Figure 6. H. polygyrus exosomes and RNAs are internalized by mouse cells.

(a) Confocal analysis of murine epithelial cells incubated for 1 h with PKH67-labelled H. polygyrus exosomes at 37 and 4 °C, scale indicates 8.0 μM. (b) Relative expression of parasite-derived miRNAs in murine epithelial cells at 20 h post incubation with 5 μg H. polygyrus exosomes following PBS washes. Signal observed in untreated host cells represents the background detection of the probe; for parasite-derived miRNA, the data are normalized to the input detection level of miRNAs in 5 μg of exosomes, whereas miR-16 levels in exosome-treated cells are normalized to untreated cells. (c) Northern blot analysis of RNA extracted from murine epithelial cells following 20 h incubation with H. polygyrus exosomes (5 μg total protein) compared with untreated cells following PBS washes, using a probe against the loop of the nematode Y RNA or mouse miR-16.

Figure 7. Mouse Il33r and Dusp1 are suppressed by H. polygyrus exosomes and the secreted miRNA repress target sites in Dusp1.

(a) Volcano plot of mouse genes up- or downregulated upon incubation with H. polygyrus-derived exosomes; red=FDR P<0.05 and FC>30%. (b) Levels of Dusp1 and Il1rl1 in mouse epithelial cells (5 × 10⁴) following 48 h treatment with 5 μg H. polygyrus exosomes or MODE-K-derived exosomes, n=8, error bars are mean±s.e.m. Data analysed by ANOVA and Tukey’s post test, *P<0.05, **P<0.01, ***P<0.005, ****P<0.001. (c) Repression of Psicheck reporter vector containing Dusp1 or Il1rl1 3′UTRs fused to Renilla luciferase by co-transfection with individual or pooled synthetic H. polygyrus miRNAs (50 nM), data represent renilla/luciferase ratios, normalized to the values obtained for untreated samples; n=3, ***P<0.005, *P<0.05.

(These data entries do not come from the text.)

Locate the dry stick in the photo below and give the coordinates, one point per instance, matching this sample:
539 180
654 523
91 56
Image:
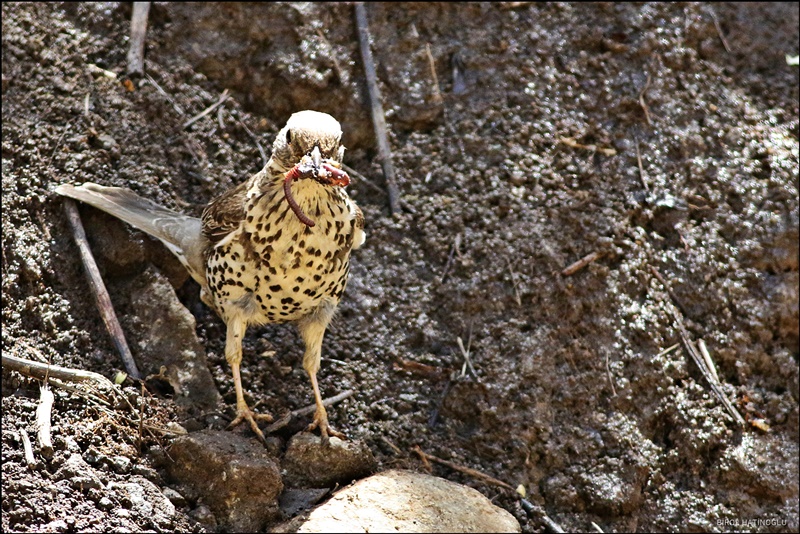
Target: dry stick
643 103
668 350
378 117
30 459
99 291
138 31
222 98
535 509
581 263
437 94
707 373
39 370
43 412
286 419
466 470
707 358
641 167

Figure 8. Venn Diagram of overlap in miRNAs identified in H. polygyrus secretion product or serum of mice infected with L. sigmodontis.

The H. polygyrus miRNAs for comparison are taken from Supplementary Table 1 (top 20 most abundant in at least one platform). The miRNAs that are perfectly conserved between nematodes and mice are excluded, since the origin in serum cannot be deduced.